The Pool of Bethesda (Asclepion in Jerusalem branch) was probably part of the Hellenization of Jerusalem, along with several other important projects which included a Roman theater and a Roman bathhouse. It is probably in reference to such Hellenization of Jerusalem that Qumranite Jewish devotees (Essenes were the main opponents of the Pharisees), in their commentary on the Prophet Nahum, wrote: “Jerusalem… had become a dwelling for the wicked ones of the Gentiles…” (4QpNah)


In that case, the pool of Bethesda (“house of mercy” in Hebrew) may not have been a Jewish site at all, but may rather have been a Greek Asclepion-affiliated facility. It is very important to notice that in the healing recorded in chapter five of John’s Gospel, Jesus does not command the one He healed to wash himself in the pool (of Bethesda), while in the story of the healing of the blind man in chapter nine, he did issue a direct command to go and wash at the pool of Siloam. (Jn. 9:6-7) It, therefore, appears that while the pool of Bethesda was a pagan place (an Asclepion), the pool of Siloam was indeed connected with the Jerusalem Temple.

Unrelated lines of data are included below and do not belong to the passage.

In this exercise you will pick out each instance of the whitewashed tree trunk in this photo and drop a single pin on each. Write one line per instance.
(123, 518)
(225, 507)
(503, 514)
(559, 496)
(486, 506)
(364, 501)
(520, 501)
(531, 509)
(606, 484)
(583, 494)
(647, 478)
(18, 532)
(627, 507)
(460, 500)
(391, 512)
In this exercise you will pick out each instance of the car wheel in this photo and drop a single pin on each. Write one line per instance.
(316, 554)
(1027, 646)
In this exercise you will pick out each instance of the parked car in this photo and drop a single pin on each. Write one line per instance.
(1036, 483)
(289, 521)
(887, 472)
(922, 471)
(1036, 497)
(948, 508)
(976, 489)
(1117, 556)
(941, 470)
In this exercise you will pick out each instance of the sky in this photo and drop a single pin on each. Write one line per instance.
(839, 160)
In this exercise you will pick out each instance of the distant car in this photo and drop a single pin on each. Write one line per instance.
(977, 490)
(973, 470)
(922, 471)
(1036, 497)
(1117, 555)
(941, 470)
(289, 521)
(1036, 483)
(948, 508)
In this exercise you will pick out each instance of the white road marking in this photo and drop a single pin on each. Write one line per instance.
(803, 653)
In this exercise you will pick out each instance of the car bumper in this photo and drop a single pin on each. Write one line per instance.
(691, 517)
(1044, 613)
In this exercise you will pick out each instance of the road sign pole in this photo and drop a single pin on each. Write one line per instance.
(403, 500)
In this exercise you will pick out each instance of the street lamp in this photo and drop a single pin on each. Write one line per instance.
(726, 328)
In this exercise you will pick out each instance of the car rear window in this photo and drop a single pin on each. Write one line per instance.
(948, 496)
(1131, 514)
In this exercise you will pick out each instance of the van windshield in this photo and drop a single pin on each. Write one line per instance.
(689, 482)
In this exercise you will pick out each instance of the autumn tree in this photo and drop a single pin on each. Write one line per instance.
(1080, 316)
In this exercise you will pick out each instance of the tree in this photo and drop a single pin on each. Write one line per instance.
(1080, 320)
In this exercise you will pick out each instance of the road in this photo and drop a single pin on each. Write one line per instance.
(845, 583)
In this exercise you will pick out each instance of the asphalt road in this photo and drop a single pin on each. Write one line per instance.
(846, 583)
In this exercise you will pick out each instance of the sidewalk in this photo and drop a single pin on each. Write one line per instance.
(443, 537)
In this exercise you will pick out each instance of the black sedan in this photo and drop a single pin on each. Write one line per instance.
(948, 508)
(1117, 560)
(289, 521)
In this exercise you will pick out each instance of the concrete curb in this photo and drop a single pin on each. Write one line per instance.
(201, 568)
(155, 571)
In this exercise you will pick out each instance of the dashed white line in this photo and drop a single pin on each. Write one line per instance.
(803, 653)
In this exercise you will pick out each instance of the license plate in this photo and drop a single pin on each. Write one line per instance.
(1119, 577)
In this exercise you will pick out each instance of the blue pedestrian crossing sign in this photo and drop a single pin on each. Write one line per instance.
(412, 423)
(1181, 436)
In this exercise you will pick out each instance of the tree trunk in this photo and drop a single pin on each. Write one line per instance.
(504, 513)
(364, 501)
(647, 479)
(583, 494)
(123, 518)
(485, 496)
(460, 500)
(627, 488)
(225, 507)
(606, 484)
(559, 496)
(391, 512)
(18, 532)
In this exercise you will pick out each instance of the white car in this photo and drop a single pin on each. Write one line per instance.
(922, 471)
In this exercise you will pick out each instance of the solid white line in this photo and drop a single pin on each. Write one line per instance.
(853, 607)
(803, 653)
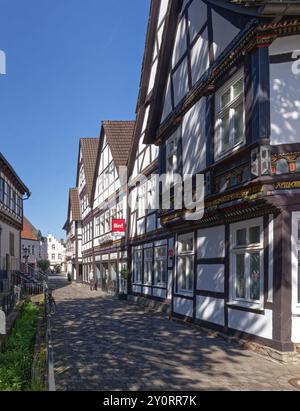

But what about the part of the text (included in some manuscripts) that mentions an angel of the Lord stirring the waters?


[… waiting for the moving of the waters; for an angel of the Lord went down at certain seasons into the pool and stirred up the water; whoever then first, after the stirring up of the water, stepped in was made well from whatever disease with which he was afflicted.]


It seems that some Christian copyist, unfamiliar with the cult of Asclepius and the Pool of Bethesda’s affiliation with it, added the explanation about an angel of the Lord stirring up the waters in an attempt to clarify things for his readers. All of our earliest manuscripts omit this verse.

While trying to help his readers, the scribe, unfortunately, sent all subsequent generations of readers in the wrong interpretive direction, missing the whole point of the story.